Splendeurs et misères du libéralisme
Coll. L’esprit économique, L’Harmattan, 2012, 172 p., 18 euros.
Denis Clerc
Alternatives Economiques n° 321 – février 2013
Réduire les déficits publics en période de crise ? La mauvaise méthode consiste à imposer l’austérité, ce que l’auteur appelle “la tyrannie de la rigueur”, une punition qui aggrave le mal. Car réduire la dépense publique, c’est aussi, inévitablement, réduire l’activité, donc les rentrées fiscales.
La bonne, au contraire, table sur le déficit public, “seul moteur encore à disposition de l’activité économique, seule bouée de sauvetage de la croissance“. Car maintenir, voire accroître, la dépense publique est “un authentique instrument de résurrection économique qui remplace efficacement l’investissement privé en cas de crise”. Et si la charge de remboursement devenait trop lourde, un financement direct de la banque centrale permet d’y échapper. Au prix d’une inflation à venir ? Pourquoi pas, puisque, en tranchant “dans le vif de toutes les dettes, publiques et privées“, elle contribue à “soulager et les populations et les déficits de tous ordres“.
Certes, Michel Santi n’est pas le seul à soutenir cette approche très keynésienne d’une dette – pas seulement publique – motrice de l’activité. Mais il le fait sans fard et avec l’autorité que lui confère sa compétence économique et financière de conseiller de banques centrales. Pour lui, la crise de la monnaie commune appelle une “gouvernance fédérale solidaire“, avec “union fiscale en bonne et due forme“, financement des déficits par la Banque centrale européenne et contrôle des flux de capitaux au sein de l’Union.
Tout le contraire des préceptes du néolibéralisme qui enferment les pays concernés dans une spirale déflationniste meurtrière : les marchés sont supposés autorégulateurs et efficients, le profit des entreprises présenté comme seul critère de bonne santé économique, l’Etat ringardisé et la microéconomie sanctifiée au détriment de toute approche macro, comme si le tout n’était que la somme des parties.

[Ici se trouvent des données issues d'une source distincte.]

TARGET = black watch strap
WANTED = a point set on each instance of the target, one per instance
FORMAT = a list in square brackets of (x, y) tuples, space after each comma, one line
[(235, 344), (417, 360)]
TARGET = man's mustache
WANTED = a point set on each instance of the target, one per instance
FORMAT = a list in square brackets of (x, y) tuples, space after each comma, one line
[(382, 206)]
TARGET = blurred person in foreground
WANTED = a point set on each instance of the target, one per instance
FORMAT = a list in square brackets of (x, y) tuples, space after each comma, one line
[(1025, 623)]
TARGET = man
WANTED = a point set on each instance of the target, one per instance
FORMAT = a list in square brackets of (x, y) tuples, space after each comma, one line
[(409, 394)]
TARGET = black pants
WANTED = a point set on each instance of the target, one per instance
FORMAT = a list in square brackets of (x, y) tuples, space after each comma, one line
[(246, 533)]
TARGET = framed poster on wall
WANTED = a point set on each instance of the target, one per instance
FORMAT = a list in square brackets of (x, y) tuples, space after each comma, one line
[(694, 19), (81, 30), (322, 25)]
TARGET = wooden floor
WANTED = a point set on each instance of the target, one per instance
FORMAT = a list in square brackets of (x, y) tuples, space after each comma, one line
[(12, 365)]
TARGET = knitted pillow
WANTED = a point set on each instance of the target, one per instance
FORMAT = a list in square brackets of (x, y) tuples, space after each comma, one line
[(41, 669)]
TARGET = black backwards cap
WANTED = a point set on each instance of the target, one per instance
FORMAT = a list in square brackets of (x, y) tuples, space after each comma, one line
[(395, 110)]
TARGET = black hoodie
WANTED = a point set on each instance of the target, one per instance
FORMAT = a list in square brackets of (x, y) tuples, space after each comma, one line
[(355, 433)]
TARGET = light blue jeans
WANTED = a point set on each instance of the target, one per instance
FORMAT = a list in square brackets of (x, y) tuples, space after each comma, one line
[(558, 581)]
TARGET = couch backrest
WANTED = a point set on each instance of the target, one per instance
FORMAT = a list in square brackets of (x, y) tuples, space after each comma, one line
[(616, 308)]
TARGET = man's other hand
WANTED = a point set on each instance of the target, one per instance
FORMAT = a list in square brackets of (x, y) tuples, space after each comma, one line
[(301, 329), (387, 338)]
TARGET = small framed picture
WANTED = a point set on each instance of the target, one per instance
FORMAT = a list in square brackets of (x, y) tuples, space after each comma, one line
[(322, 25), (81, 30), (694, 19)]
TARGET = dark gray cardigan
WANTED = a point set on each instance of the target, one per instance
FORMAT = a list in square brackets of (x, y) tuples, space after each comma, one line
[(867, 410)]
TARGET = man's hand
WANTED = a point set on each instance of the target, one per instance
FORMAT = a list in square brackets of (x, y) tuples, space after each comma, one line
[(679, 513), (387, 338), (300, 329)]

Le livre, on le voit, est particulièrement décapant. Mais, dans sa charge contre l’austérité et pour l’utilisation de la dette publique comme instrument de relance, ne va-t-il pas trop loin ? Il semble en effet persuadé que, mécaniquement, la dépense publique peut permettre de retrouver un rythme de croissance plus élevé, que ce dernier est possible et souhaitable. Possible : le dopage de l’économie française par la dette publique, qui dure depuis plus de trente ans, n’a pas donné de résultats très significatifs. Et, quand bien même ce serait le cas, est-il vraiment souhaitable de sortir de nos difficultés en tablant sur la croissance ? On aurait aimé que l’auteur aborde de front ces questions qu’il effleure à peine. Reste un livre bien écrit, très argumenté et souvent convaincant.
Coll. L’esprit économique, L’Harmattan, 2012, 172 p., 18 euros.